In summary, you only need to deal with these prerelease features if you use them. If you do need to use them, pick the highest number of stage that has what you need. If you just want an toy installation with crazy features to discuss around the water cooler, go ahead and grab stage 0.

  • thanks, so babel-env is a kind of babel-recommanded-configuration
    – DiaJos
    Oct 2, 2018 at 13:29

This is the best starting point to understand. What are babel presets

An excerpt from the link:

Stage 0 - Strawman: just an idea, possible Babel plugin.
Stage 1 - Proposal: this is worth working on.
Stage 2 - Draft: initial spec.
Stage 3 - Candidate: complete spec and initial browser implementations.
Stage 4 - Finished: will be added to the next yearly release

Overall Picture:

  1. With time Javascript is evolving and more and more features are being added to the language.
  2. The browsers also have to do a lot of work so that they can implement these new features to be understood by them. This process in general is a lot slower than the pace Javascript is evolving.
  3. But developers want to use the new features of language since it make it easier for them to write, understand, maintain the code.
  4. So developers write their code using the new Javascript features, but before that code reaches browsers, it goes through a build process where using some magic, all the code with new features is transpiled into code understandable by browser. i.e. new features of Javascript but coded using the browser understandable constructs of language.
  5. The build magic can be performed using tools, one of them being Babel.
  6. The way Babel works is that it takes a set of plugins. Each of these plugin could refer to transforming a particular new feature of Javscript into browser understandable constructs of language.
  7. There are hundreds of such plugins, each one referring to different new features of Javascript. These features may or may not be part of the final Javascript spec. And if it never ends up going to final Javascript spec, none of the browsers will implement this feature. So if any developer uses any experimental feature of JS using babel plugin, its the risk that he/she is taking. If it never ends up in spec, that part of code will always have to be transpiled before its deployed to browsers.
  8. This risk is categorised into various levels to signify the chances of any feature reaching the final spec.
  9. Also babel has grouped these plugins into various sets, which is called a preset in babel's terms. And each preset contains plugins from various levels of risk.
  10. preset-0 It means it has plugins for features which are very experimental and hence at high risk of making it out to final spec. Its like an idea that came to a developer that Javascript should have a particular feature, and he did some work to get it to TC-39 proposal process.
  11. preset-1 It contains the plugins for the feature ideas accepted by the TC-39, and they find it worth working on.
  12. preset-2 Plugins for features where an initial draft is ready for the feature. And it goes on..

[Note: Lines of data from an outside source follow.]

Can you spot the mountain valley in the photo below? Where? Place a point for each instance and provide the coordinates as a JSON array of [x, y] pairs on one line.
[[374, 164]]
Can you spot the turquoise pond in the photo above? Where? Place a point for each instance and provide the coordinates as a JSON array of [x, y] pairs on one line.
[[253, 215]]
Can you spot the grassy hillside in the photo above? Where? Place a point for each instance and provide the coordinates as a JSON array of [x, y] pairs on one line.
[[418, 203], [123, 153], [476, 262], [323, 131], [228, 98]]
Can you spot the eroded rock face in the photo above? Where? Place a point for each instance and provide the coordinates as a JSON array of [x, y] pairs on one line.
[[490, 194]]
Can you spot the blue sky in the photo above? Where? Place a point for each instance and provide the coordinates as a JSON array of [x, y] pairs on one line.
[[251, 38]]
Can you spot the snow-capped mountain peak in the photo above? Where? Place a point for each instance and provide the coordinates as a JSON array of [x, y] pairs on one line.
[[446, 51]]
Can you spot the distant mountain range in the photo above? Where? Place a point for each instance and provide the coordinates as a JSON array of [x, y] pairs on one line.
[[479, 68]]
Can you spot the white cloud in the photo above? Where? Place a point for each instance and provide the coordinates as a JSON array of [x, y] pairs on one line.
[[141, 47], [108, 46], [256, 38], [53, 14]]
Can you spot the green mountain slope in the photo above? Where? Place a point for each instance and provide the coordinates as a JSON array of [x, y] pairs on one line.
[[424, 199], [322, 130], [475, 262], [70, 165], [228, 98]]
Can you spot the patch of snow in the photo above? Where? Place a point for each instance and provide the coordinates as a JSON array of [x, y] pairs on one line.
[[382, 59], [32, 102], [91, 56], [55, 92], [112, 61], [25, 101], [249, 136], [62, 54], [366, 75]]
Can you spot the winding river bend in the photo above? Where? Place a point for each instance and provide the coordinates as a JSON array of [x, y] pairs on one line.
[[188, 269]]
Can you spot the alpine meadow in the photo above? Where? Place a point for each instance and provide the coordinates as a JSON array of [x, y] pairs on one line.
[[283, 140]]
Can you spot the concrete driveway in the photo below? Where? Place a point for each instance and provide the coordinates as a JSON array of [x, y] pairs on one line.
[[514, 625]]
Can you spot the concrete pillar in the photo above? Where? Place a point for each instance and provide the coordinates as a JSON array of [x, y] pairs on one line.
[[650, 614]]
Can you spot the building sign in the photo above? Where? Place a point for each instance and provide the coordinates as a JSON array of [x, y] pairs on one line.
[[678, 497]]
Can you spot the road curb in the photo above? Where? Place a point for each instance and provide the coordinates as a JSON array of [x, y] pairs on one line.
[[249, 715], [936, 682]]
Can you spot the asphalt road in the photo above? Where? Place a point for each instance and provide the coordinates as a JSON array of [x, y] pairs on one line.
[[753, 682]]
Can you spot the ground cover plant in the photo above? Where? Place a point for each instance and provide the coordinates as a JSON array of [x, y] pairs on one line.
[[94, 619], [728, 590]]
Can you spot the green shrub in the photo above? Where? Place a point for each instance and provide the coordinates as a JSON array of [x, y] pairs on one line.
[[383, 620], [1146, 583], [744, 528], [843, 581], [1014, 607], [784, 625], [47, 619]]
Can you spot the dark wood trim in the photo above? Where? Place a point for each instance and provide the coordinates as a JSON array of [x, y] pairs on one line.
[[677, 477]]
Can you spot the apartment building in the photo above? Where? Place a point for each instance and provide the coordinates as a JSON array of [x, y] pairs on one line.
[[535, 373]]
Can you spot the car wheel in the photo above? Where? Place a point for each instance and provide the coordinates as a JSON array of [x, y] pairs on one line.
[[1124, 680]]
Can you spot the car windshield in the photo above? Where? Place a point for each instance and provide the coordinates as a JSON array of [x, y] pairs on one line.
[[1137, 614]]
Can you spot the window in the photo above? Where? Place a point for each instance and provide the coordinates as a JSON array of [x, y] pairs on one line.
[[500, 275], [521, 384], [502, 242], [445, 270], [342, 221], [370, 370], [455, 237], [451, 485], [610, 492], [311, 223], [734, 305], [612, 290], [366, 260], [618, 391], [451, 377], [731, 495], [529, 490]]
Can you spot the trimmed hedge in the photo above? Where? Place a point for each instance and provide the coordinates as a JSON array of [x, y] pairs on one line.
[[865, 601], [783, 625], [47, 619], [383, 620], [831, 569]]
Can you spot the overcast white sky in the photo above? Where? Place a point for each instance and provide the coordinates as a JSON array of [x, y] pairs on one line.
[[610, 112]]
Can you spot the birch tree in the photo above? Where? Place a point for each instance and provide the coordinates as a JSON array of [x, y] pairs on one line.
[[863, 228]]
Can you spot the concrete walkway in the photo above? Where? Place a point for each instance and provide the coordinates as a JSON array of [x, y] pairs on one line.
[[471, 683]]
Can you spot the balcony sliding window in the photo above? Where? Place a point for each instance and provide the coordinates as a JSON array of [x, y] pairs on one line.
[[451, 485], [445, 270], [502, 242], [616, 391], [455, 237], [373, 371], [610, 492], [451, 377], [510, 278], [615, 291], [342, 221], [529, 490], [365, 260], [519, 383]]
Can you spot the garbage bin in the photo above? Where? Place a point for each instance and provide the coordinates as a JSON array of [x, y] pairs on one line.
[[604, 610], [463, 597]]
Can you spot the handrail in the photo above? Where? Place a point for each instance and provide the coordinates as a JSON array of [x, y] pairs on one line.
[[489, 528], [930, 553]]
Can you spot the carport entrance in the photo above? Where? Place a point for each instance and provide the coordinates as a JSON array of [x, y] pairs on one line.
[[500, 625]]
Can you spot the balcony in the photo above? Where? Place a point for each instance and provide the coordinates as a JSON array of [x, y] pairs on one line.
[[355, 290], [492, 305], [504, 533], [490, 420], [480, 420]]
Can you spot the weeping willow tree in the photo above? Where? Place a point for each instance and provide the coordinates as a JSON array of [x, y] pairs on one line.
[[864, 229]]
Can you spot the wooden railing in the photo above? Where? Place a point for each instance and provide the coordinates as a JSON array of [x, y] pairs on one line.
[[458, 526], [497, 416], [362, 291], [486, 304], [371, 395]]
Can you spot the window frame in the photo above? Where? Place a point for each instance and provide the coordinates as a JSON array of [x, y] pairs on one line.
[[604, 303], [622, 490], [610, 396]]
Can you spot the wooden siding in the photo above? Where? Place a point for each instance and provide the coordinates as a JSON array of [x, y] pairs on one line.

So it could happen that a feature in Stage 0 reached Stage 2 in some time and end up being in next release of Javascript some more time later.

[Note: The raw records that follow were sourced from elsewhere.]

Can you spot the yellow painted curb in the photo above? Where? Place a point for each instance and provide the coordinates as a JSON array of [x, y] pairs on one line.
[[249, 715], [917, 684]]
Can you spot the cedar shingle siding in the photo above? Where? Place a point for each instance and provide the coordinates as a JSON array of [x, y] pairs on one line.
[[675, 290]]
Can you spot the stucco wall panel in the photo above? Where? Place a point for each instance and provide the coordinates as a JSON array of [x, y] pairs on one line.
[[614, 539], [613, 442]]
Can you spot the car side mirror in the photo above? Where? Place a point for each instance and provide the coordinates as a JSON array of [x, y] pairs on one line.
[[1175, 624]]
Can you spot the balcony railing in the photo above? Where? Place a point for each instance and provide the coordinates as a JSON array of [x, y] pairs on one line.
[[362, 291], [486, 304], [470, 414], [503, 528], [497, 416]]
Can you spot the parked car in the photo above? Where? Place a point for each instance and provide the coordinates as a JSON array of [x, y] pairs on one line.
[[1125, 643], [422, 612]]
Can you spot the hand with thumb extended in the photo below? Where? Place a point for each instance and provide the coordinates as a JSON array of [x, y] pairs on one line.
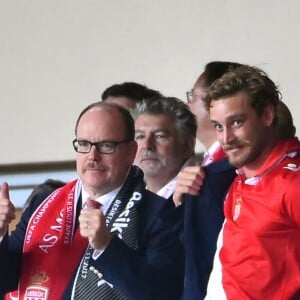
[[7, 209]]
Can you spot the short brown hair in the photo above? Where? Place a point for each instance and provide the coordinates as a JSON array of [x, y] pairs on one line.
[[254, 82]]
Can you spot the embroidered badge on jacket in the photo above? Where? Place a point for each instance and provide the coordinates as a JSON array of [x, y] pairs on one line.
[[237, 208]]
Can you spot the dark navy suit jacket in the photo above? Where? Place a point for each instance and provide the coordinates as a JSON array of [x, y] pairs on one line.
[[203, 219], [154, 271]]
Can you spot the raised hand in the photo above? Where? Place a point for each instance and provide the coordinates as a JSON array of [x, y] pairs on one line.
[[7, 209], [189, 181], [92, 226]]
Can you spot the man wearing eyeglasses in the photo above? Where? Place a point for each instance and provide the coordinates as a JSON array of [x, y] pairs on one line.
[[102, 236], [202, 189]]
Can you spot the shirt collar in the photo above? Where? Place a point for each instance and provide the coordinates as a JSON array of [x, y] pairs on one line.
[[105, 200]]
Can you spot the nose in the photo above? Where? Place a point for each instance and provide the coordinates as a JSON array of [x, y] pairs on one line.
[[148, 143], [227, 136], [94, 153]]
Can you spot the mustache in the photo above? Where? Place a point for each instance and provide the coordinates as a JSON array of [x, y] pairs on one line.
[[149, 155], [228, 147], [94, 166]]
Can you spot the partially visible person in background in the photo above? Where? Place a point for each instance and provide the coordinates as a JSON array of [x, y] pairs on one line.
[[285, 128], [165, 131], [128, 94], [203, 210], [43, 190]]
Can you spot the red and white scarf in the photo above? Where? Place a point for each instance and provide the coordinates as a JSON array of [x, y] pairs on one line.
[[52, 248]]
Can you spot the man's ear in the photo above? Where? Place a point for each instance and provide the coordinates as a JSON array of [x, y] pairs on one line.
[[269, 115], [133, 149]]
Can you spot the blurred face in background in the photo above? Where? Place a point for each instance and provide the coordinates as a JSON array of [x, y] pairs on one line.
[[161, 153]]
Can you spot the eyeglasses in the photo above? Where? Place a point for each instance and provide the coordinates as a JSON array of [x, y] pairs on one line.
[[104, 147], [191, 95]]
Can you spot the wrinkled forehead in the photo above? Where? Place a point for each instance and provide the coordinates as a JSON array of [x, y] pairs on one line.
[[102, 121]]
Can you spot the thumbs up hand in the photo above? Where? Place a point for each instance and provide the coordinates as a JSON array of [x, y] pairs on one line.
[[7, 209]]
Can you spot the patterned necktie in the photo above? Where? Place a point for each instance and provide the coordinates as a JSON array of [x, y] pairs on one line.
[[91, 203], [93, 275]]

Hence with each version of these Babel Presets, you could find different set of plugins in it. It could also happen that a feature in stage 0 went through some changes and it made breaking changes into how it functions. And it reached, lets say stage-2 with a totally different API. So developers have to make sure that when they are updating these plugins they make necessary changes to their code.

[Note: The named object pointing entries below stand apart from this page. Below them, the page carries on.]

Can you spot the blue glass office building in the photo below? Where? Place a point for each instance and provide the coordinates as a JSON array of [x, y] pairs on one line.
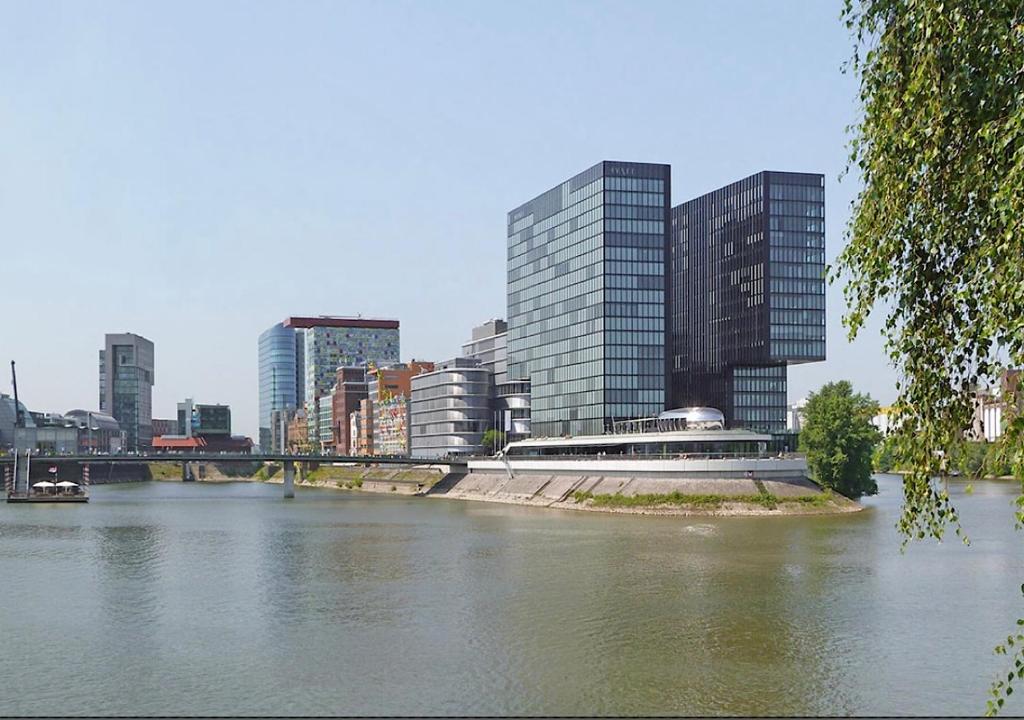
[[747, 267], [587, 297], [281, 375]]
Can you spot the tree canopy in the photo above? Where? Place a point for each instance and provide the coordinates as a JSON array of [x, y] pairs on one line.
[[937, 231], [838, 435]]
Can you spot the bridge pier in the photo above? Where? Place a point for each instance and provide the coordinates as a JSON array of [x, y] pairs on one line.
[[289, 478]]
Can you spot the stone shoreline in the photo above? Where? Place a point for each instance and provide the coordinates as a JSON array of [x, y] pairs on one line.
[[556, 492]]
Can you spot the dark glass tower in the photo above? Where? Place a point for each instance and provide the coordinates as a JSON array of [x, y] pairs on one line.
[[587, 298], [747, 265]]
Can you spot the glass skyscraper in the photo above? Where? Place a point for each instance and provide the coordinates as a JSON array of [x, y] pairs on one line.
[[587, 297], [281, 376], [747, 295], [299, 358], [336, 342]]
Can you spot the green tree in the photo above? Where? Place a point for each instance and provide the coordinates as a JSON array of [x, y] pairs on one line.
[[494, 440], [839, 439], [882, 459], [937, 230]]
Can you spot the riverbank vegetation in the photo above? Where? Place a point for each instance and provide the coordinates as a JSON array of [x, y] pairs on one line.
[[706, 501], [971, 458], [839, 439], [937, 233]]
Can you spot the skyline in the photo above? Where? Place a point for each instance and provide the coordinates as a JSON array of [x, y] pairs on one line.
[[185, 163]]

The original question is "What's the difference between babel-preset-stage-0,babel-preset-stage-1,babel-preset-stage-2 and babel-preset-stage-3", it's odd that answers focusing on "difference between TC39 stage-0, stage-1.. terminology" get voted, while the only one relevant(though not accurate) is down voted. To quote from babel site:

A Babel preset is a shareable list of plugins.

The official Babel Stage presets tracked the TC39 Staging process for new syntax proposals in JavaScript.

Each preset (ex. stage-3, stage-2, etc.) included all the plugins for that particular stage and the ones above it. For example, stage-2 included stage-3, and so on.

The core idea is 'the ones above it'. I am not answer the second half as answers above are very good on that part.